Grab, Southeast Asia’s answer to Uber, announced in mid-April that it’s planning to go public in the coming months, at a targeted valuation of nearly $40 billion. The deal may be the first of several long-anticipated tech launches from the region.

Founded in Malaysia as MyTeksi in 2012 and now headquartered in Singapore, Grab started off as an Uber-style ride-hailing app. It rapidly evolved into a “super app,” offering food delivery, digital payments and financial services to around 200 million users in Southeast Asia.

Grab plans to go public via a merger with a New York-listed SPAC, in what would be the largest blank-check structure transaction yet. Altimeter Growth, a late-stage tech company investor, will put in $500 million. A collection of blue-chip investors, including asset managers T. Rowe Price and Fidelity, have lined up to put in $4 billion as a private investment in public equity, or “PIPE.”

The Grab IPO will mark a milestone for the Southeast Asian tech sector, which is forecast by one research group to triple in size by 2025, to $300 billion. The region has relatively few digital/tech unicorns, and there is just a handful of traded Southeast Asian tech stocks.

Investors in Grab include Japanese heavyweight SoftBank and Uber, which took a stake in 2018 when Grab acquired Uber’s Southeast Asia business. Uber also owns a stake in Chinese ride-hailing giant Didi Chuxing. Borrowing from the playbook of Facebook’s Mark Zuckerberg, Grab CEO and founder Anthony Tan will control just over 60% of the company’s voting rights after the transaction—though he’ll own only 2.2% of the shares.

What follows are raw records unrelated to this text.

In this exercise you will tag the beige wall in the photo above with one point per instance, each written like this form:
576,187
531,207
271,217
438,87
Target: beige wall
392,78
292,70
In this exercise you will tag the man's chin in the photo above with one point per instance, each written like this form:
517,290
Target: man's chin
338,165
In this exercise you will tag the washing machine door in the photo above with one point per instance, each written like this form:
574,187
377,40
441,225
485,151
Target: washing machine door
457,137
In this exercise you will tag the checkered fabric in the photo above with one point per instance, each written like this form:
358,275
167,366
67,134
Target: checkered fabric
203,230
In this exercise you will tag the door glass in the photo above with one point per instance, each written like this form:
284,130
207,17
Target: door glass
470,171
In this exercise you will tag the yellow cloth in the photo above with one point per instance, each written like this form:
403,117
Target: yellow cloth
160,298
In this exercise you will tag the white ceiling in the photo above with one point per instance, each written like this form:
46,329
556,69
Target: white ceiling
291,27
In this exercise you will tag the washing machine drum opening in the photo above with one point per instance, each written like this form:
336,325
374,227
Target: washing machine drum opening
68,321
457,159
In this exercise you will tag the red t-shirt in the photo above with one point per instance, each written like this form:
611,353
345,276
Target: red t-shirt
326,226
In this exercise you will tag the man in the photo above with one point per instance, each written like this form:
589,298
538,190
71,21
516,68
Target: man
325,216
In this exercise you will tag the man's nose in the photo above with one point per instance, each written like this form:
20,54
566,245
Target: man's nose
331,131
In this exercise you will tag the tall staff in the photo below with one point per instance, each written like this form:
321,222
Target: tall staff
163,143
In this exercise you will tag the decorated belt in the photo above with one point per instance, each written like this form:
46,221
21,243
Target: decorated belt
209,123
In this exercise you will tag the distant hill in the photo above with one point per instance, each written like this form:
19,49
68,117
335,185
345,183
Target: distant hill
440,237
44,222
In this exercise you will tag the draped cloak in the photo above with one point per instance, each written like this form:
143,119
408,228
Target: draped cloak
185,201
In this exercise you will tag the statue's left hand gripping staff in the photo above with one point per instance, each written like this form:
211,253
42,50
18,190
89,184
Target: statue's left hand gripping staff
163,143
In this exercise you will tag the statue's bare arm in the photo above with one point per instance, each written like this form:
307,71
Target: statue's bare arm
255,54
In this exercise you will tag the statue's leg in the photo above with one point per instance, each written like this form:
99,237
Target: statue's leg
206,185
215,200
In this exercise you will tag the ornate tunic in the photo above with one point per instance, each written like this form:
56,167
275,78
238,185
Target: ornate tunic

There’s more action to come in this sector. In the wake of Grab’s announcement, two of Indonesia’s biggest tech companies—super-app Gojek and e-commerce giant Tokopedia—announced a merger, pending shareholder approval. The combined entity, which will be called GoTo and has an estimated valuation that ranges from $18 billion to $40 billion, will be about 60% owned by Gojek, a major Grab competitor. Gojek and Grab discussed joining forces earlier this year, but the talks may have been derailed by regulatory concerns about monopolistic practices. GoTo and fellow Indonesian unicorns travel app Traveloka and e-commerce marketplace Bukalapak are said to be laying the groundwork to go public in the US later this year.